As part of an international project called Ice Memory, researchers have extracted and stored 10,000 year-old ice from the alps. Completely untouched by climate change, these samples are considered ancient natural artifacts.

Apparently, it’s not just seeds being stashed away and preserved in one of a growing number of Arctic ‘Doomsday Vaults.’

This month, a team of researchers ventured to Alagna Velsesia in Vercelli and scaled Monte Rosa, the second largest mountain in the Alps and western Europe. Upon arriving at a glacier 4,500 meters above ground level, the team began to extract ice.

Seems a long way to go right? Like travelling oceans in search of salt water.

On the contrary, the five day expedition was very necessary.
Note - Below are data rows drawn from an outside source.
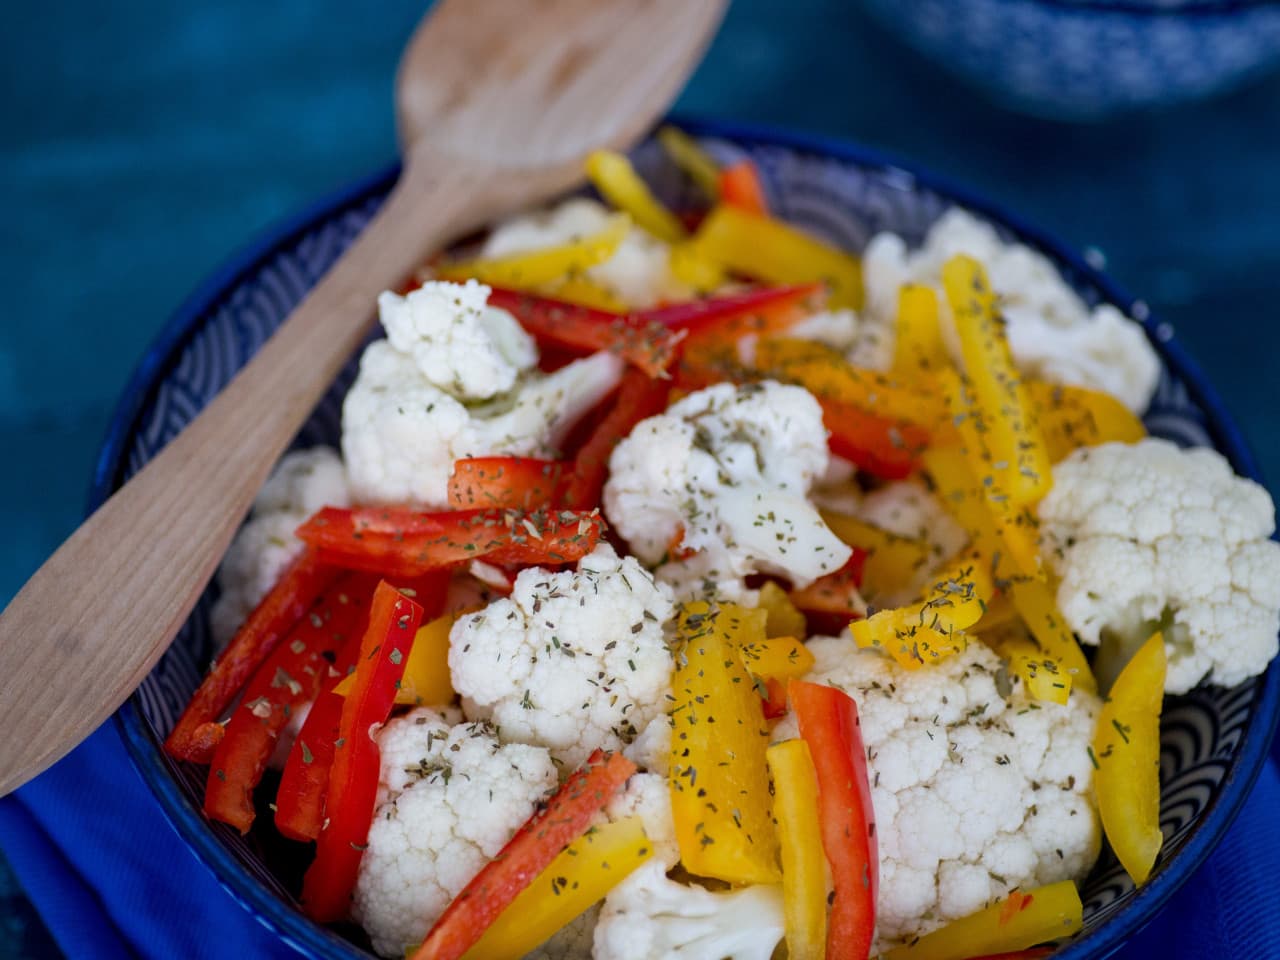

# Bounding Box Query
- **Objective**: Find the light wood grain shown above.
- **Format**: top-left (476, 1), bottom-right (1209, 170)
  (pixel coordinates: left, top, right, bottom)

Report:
top-left (0, 0), bottom-right (726, 796)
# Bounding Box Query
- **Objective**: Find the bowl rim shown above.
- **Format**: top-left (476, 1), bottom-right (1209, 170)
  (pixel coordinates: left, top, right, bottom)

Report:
top-left (103, 115), bottom-right (1280, 960)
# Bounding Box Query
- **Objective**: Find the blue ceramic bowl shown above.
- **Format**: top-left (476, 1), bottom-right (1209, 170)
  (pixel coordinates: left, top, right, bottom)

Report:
top-left (105, 119), bottom-right (1280, 958)
top-left (862, 0), bottom-right (1280, 119)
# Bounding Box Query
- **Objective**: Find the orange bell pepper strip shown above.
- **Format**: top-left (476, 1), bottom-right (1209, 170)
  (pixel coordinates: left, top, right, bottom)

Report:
top-left (894, 284), bottom-right (950, 379)
top-left (204, 570), bottom-right (378, 833)
top-left (790, 552), bottom-right (869, 624)
top-left (657, 125), bottom-right (722, 200)
top-left (719, 160), bottom-right (769, 216)
top-left (301, 581), bottom-right (425, 922)
top-left (686, 204), bottom-right (864, 308)
top-left (1026, 379), bottom-right (1146, 463)
top-left (766, 739), bottom-right (828, 960)
top-left (165, 548), bottom-right (337, 763)
top-left (460, 816), bottom-right (653, 960)
top-left (447, 457), bottom-right (567, 512)
top-left (412, 750), bottom-right (636, 960)
top-left (942, 256), bottom-right (1052, 504)
top-left (881, 881), bottom-right (1083, 960)
top-left (296, 506), bottom-right (606, 576)
top-left (435, 213), bottom-right (630, 290)
top-left (1094, 631), bottom-right (1166, 886)
top-left (669, 602), bottom-right (781, 885)
top-left (485, 287), bottom-right (683, 377)
top-left (820, 396), bottom-right (931, 480)
top-left (585, 149), bottom-right (687, 243)
top-left (789, 679), bottom-right (877, 960)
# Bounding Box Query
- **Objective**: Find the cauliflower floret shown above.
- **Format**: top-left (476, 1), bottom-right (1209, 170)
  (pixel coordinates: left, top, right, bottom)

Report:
top-left (352, 708), bottom-right (558, 958)
top-left (342, 330), bottom-right (622, 505)
top-left (1039, 438), bottom-right (1280, 693)
top-left (377, 279), bottom-right (536, 400)
top-left (482, 198), bottom-right (691, 308)
top-left (776, 636), bottom-right (1101, 952)
top-left (606, 772), bottom-right (679, 868)
top-left (210, 447), bottom-right (349, 647)
top-left (449, 546), bottom-right (676, 769)
top-left (860, 209), bottom-right (1160, 413)
top-left (593, 860), bottom-right (784, 960)
top-left (604, 381), bottom-right (852, 602)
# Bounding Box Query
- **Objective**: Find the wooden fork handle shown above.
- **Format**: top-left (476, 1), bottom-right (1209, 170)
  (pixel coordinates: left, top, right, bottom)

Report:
top-left (0, 156), bottom-right (481, 796)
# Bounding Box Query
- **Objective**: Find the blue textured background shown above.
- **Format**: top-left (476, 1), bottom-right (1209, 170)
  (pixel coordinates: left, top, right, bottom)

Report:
top-left (3, 0), bottom-right (1280, 955)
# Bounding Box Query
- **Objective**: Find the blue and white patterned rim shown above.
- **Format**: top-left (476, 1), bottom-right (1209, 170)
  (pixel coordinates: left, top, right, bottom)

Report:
top-left (99, 116), bottom-right (1280, 960)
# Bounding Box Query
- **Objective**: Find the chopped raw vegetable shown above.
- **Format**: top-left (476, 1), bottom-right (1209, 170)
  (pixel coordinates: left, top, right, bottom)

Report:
top-left (447, 457), bottom-right (567, 512)
top-left (766, 739), bottom-right (828, 960)
top-left (718, 160), bottom-right (769, 216)
top-left (656, 125), bottom-right (721, 200)
top-left (585, 149), bottom-right (687, 243)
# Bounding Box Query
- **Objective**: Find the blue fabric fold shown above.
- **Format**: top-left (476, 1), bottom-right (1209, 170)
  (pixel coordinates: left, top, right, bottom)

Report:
top-left (0, 720), bottom-right (1277, 959)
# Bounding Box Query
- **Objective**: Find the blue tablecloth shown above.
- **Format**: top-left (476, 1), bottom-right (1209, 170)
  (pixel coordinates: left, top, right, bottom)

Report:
top-left (4, 1), bottom-right (1280, 957)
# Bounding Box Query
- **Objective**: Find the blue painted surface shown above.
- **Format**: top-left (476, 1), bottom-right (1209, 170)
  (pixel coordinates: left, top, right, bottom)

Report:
top-left (4, 1), bottom-right (1280, 957)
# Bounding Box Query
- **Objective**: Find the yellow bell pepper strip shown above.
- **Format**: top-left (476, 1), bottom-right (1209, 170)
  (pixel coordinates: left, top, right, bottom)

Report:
top-left (894, 284), bottom-right (950, 378)
top-left (969, 589), bottom-right (1019, 634)
top-left (413, 751), bottom-right (636, 960)
top-left (882, 881), bottom-right (1083, 960)
top-left (820, 510), bottom-right (941, 603)
top-left (332, 612), bottom-right (456, 707)
top-left (1094, 631), bottom-right (1167, 886)
top-left (942, 255), bottom-right (1052, 504)
top-left (982, 624), bottom-right (1073, 706)
top-left (668, 240), bottom-right (729, 291)
top-left (687, 204), bottom-right (864, 308)
top-left (461, 816), bottom-right (652, 960)
top-left (766, 739), bottom-right (828, 960)
top-left (850, 556), bottom-right (993, 668)
top-left (719, 159), bottom-right (770, 216)
top-left (756, 581), bottom-right (809, 639)
top-left (435, 213), bottom-right (630, 290)
top-left (1026, 380), bottom-right (1146, 463)
top-left (1008, 579), bottom-right (1097, 694)
top-left (669, 602), bottom-right (781, 885)
top-left (740, 635), bottom-right (816, 679)
top-left (539, 274), bottom-right (628, 313)
top-left (789, 679), bottom-right (877, 960)
top-left (585, 149), bottom-right (687, 243)
top-left (657, 125), bottom-right (722, 200)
Triumphantly returning to a Capanna Margherita – a 128-year-old research centre (not a mountain holiday resort) – the team brought back with them four perfectly preserved ice cores formed 10,000 years ago.

Credit: University of Venice

Completely undisturbed by humankind, these ice samples are a rare natural remnant of life before climate change. Since the mid-19th century, researchers estimate that the surrounding 15 mile glacier has lost 40% of its area due to global warming.
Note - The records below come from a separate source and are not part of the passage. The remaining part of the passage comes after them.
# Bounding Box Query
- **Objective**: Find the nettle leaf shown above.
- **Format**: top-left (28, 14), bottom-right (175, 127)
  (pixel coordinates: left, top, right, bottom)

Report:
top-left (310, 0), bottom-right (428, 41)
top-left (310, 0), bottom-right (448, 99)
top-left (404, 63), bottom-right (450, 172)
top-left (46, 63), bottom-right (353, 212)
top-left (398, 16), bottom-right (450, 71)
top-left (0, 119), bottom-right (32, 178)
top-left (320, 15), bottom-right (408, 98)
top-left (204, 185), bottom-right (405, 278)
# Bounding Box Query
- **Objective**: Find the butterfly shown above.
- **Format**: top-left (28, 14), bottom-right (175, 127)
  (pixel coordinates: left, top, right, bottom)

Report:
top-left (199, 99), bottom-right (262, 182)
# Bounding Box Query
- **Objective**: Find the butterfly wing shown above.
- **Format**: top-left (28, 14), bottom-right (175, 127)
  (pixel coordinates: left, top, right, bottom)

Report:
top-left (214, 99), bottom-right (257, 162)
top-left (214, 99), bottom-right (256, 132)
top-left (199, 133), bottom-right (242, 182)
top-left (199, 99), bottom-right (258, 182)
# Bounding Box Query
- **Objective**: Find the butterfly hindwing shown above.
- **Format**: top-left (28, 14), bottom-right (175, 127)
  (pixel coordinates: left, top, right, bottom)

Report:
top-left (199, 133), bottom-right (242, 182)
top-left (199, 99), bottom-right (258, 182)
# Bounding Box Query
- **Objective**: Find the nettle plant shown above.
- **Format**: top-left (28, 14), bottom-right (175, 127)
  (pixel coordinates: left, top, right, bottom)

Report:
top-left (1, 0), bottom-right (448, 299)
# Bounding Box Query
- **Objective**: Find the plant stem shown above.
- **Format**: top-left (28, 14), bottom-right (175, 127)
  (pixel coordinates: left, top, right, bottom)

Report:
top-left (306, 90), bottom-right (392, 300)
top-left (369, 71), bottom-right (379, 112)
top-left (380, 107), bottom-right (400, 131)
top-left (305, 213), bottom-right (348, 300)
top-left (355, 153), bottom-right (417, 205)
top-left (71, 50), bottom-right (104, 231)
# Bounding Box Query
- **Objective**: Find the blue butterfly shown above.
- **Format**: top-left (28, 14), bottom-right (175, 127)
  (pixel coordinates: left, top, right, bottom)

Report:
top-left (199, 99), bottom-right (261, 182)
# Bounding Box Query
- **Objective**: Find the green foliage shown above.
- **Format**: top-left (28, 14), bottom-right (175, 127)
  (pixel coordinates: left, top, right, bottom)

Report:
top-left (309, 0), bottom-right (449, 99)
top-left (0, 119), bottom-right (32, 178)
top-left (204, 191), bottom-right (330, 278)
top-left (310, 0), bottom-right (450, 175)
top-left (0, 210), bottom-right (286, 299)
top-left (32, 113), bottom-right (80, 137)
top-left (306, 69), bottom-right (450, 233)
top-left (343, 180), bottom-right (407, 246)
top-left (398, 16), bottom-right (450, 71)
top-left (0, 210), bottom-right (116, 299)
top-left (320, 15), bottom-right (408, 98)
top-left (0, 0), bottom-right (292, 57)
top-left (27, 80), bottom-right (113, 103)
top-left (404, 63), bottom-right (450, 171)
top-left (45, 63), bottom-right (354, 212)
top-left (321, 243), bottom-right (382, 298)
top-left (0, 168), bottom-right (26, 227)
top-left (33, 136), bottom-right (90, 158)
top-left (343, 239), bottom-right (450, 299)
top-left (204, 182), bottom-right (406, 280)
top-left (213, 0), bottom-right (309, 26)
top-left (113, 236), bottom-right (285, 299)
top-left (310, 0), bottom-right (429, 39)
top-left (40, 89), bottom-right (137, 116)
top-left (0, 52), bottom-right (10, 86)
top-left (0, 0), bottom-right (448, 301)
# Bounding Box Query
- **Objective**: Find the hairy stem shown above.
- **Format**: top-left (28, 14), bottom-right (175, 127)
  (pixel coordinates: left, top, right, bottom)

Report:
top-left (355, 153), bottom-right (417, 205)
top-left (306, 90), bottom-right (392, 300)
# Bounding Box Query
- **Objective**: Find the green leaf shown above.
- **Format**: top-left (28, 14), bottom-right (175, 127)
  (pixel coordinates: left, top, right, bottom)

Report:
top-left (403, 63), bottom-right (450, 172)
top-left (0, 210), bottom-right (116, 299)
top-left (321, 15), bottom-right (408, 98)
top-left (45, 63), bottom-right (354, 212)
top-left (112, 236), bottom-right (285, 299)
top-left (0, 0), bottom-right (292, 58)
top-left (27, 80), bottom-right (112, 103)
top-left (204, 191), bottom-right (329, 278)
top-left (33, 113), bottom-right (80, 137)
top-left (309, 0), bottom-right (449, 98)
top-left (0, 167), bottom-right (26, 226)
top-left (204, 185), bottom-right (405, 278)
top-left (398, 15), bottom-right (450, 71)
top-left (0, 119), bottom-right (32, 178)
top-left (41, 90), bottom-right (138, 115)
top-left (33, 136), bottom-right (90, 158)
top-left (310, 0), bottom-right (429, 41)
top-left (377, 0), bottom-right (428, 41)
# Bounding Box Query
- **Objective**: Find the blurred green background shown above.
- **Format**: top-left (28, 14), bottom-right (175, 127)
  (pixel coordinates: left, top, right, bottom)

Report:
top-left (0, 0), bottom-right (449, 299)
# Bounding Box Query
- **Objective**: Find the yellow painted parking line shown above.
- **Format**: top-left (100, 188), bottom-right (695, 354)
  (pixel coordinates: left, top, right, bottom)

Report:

Considering our Carbon emissions are now at record highs, and are responsible for a 10% decline in Arctic ice every 10 years, time is very much of the essence to collect these ancient artifacts for study now.

‘If we lost archives such as this one, we would lose the memory of how humankind has altered the atmosphere,’ says Fabio Trincardi, director of environmental tech at the Italian National Research Council.

This same sentiment is shared by a cohort of European glaciologists who, in 2015, launched a mission called Ice Memory. Partnering with scientists and research groups around the globe, a comprehensive database is being formed based on the practical study of excavated ice cores.

Scattered in various research labs today, its hoped by 2022 that all ice cores will eventually be stored in a single facility located – you guessed it – in Antarctica. Between this and the seed vault in Spitsbergen, the area may yet end up getting its own post code.

In all seriousness, the organisation estimates that by the end of the century we’ll have no glaciers left at heights below 3,500 meters in the Alps, and 5,400 meters in the Andes. Barring a drastic cut back on emissions, that is.

Aside from the obvious stain that eventuality would leave on humanity’s conscience, it would also represent a huge loss of scientific evidence in studying the cause and effect of climate change.

So, there we have it, yet another entry to the endless archive of ways in which climate change is destroying the planet.

Let’s hope everything we’ve lost so far isn’t in vain.